Se quedó con el título tras imponerse a Estados Unidos.
Noticias Internacionales.
Lo que comenzó como un duelo parejo terminó convertido en un momento histórico. Venezuela derrotó a Estados Unidos en la final del Clásico Mundial de Béisbol 2026 y logró un título que, más allá del marcador, se siente como un desahogo colectivo.
El estadio loanDepot Park fue testigo de una noche en la que la tensión se mantuvo hasta el último segundo, con una tribuna dominada por aficionados venezolanos que empujaron a su equipo en cada lanzamiento.
Lejos de ser un duelo de batazos, el partido se construyó desde el control en el montículo. El abridor Eduardo Rodríguez impuso condiciones desde el inicio y logró contener a una ofensiva estadounidense que buscaba imponer su poder.
Durante varias entradas, el juego se movió en un margen mínimo, con pocas oportunidades claras y una constante sensación de que cualquier error podía cambiarlo todo.
Venezuela supo aprovechar sus oportunidades. Un elevado de sacrificio abrió el marcador y, más adelante, un cuadrangular amplió la ventaja, lo que obligó a Estados Unidos a remar desde atrás.
Cuando el título parecía inclinarse hacia el lado sudamericano, apareció Bryce Harper con un jonrón que empató el juego y devolvió la incertidumbre a la final.
El instante que definió la historia
Con el empate en el marcador, la presión alcanzó su punto máximo en la novena entrada. Venezuela encontró una oportunidad tras un inicio favorable en la ofensiva y no la desaprovechó.
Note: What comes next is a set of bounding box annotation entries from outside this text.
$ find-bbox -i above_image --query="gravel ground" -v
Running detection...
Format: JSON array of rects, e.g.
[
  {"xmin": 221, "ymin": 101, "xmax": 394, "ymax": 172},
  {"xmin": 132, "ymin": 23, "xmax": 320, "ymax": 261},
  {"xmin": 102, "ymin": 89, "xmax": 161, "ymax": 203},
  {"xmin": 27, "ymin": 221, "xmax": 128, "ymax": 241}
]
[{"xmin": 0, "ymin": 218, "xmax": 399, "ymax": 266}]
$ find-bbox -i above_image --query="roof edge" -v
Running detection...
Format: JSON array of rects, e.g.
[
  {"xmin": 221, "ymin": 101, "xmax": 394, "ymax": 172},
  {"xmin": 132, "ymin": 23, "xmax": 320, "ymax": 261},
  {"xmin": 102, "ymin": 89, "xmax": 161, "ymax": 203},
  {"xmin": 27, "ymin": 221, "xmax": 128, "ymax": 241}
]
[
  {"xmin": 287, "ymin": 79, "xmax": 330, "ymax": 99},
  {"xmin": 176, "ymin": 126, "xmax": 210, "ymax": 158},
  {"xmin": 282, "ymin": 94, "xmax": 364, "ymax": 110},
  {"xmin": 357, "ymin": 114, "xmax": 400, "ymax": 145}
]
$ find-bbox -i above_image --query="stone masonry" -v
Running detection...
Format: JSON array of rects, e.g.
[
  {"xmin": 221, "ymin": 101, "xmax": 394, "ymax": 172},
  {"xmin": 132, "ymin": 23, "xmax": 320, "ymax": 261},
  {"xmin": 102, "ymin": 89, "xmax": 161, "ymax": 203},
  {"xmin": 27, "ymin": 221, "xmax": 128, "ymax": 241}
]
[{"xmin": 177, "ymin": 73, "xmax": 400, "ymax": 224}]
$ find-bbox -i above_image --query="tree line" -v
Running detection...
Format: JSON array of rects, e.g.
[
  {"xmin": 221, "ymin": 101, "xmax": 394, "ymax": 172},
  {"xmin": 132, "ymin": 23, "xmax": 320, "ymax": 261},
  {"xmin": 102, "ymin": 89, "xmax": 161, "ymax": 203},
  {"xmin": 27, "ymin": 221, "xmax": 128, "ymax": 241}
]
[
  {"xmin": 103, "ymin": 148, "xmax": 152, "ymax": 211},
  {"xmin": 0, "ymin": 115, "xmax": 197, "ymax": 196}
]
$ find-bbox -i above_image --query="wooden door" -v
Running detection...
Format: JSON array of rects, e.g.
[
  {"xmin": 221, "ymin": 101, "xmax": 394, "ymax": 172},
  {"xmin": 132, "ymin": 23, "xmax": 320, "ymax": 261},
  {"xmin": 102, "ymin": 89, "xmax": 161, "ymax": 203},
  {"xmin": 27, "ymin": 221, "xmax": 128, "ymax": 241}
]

El turno clave llegó con Eugenio Suárez, quien conectó un batazo al jardín que impulsó la carrera definitiva. Ese momento cambió el rumbo del partido y dejó a Estados Unidos sin margen de reacción.
La última entrada fue un examen de nervios. El relevo venezolano asumió la responsabilidad con precisión y logró retirar a los tres bateadores necesarios para asegurar el título.
El último out no solo cerró el juego, también abrió una celebración que llevaba años esperando.
El triunfo llega en un contexto complejo para Venezuela, marcado por tensiones políticas y una realidad social desafiante. En ese escenario, el béisbol se convirtió en un punto de encuentro.
La celebración en Miami reflejó ese sentimiento: miles de venezolanos transformaron la final en una expresión de identidad, orgullo y conexión con su país.
“Esto es para todos”, dijo Eduardo Rodríguez tras el partido, resumiento el significado de una victoria que trasciende lo deportivo.